98.6 is not the average human body temp, study suggests

While common knowledge suggests the human body's base temperature is 98.6 degrees Fahrenheit, adults' average normal body temperature could be closer to 97.7 degrees Fahrenheit,, according to a study published in the Journal of General Internal Medicine.

Here are three things to know:

1. To conduct the study, Jonathan Hausmann, MD, a rheumatologist at Boston Children's Hospital and Beth Israel Deaconess Medical Center in Boston, used crowdsourced data from an iPhone app called Feverprints to analyze 11,458 temperatures from 329 healthy adults, according to Wired.

2. Dr. Hausmann and his colleagues found the adults' average normal temperature was 97.7 degrees Fahrenheit, as measured by an oral thermometer. They discovered fever occurred, on average, at 99.5 degrees Fahrenheit. They also found body temperature was slightly higher in women than men and in children than adults. Temperature was lowest in the morning.

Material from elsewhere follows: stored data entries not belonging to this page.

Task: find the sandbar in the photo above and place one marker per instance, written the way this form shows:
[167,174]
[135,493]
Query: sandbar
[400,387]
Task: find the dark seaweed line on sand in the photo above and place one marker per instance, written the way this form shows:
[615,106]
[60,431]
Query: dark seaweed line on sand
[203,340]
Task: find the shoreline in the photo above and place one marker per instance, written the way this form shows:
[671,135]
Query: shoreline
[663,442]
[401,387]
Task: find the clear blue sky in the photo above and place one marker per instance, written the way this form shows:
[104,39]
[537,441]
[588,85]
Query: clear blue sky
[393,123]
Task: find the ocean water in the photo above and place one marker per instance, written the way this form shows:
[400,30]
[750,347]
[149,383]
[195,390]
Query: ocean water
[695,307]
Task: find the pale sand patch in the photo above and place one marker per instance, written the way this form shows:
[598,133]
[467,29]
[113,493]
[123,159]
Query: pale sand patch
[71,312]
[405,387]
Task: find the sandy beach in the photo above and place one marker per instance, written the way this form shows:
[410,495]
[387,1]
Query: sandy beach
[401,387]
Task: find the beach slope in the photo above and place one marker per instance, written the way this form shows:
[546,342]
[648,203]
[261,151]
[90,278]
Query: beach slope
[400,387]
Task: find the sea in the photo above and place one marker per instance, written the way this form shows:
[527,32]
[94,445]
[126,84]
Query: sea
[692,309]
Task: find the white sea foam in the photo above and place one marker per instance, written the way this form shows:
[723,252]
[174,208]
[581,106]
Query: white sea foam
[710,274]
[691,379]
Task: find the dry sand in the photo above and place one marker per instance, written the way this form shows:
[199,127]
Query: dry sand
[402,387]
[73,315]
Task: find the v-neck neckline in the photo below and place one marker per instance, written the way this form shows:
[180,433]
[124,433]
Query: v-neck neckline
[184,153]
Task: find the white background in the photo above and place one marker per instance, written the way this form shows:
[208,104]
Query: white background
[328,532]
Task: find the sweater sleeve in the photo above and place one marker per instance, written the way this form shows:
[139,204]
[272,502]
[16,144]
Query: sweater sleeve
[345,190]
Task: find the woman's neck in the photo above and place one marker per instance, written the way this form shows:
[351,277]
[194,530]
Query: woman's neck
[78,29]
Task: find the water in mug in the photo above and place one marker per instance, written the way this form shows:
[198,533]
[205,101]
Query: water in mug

3. Dr. Hausmann suggests body temperature should be a "flexible concept," viewed in the context of a patient's weight, height, age, gender and time of day, among other factors. Dr. Hausmann plans to further explore this concept by pairing wearable thermometers to the Feverprints app to achieve continuous temperature readings and better data.

"A temperature of 99 at six o’clock in the morning is very abnormal, whereas that same temperature at four o’clock in the afternoon can be totally normal," Dr. Haussmann told Wired. "If we have enough people wearing those gadgets we could understand fever patterns of different illnesses."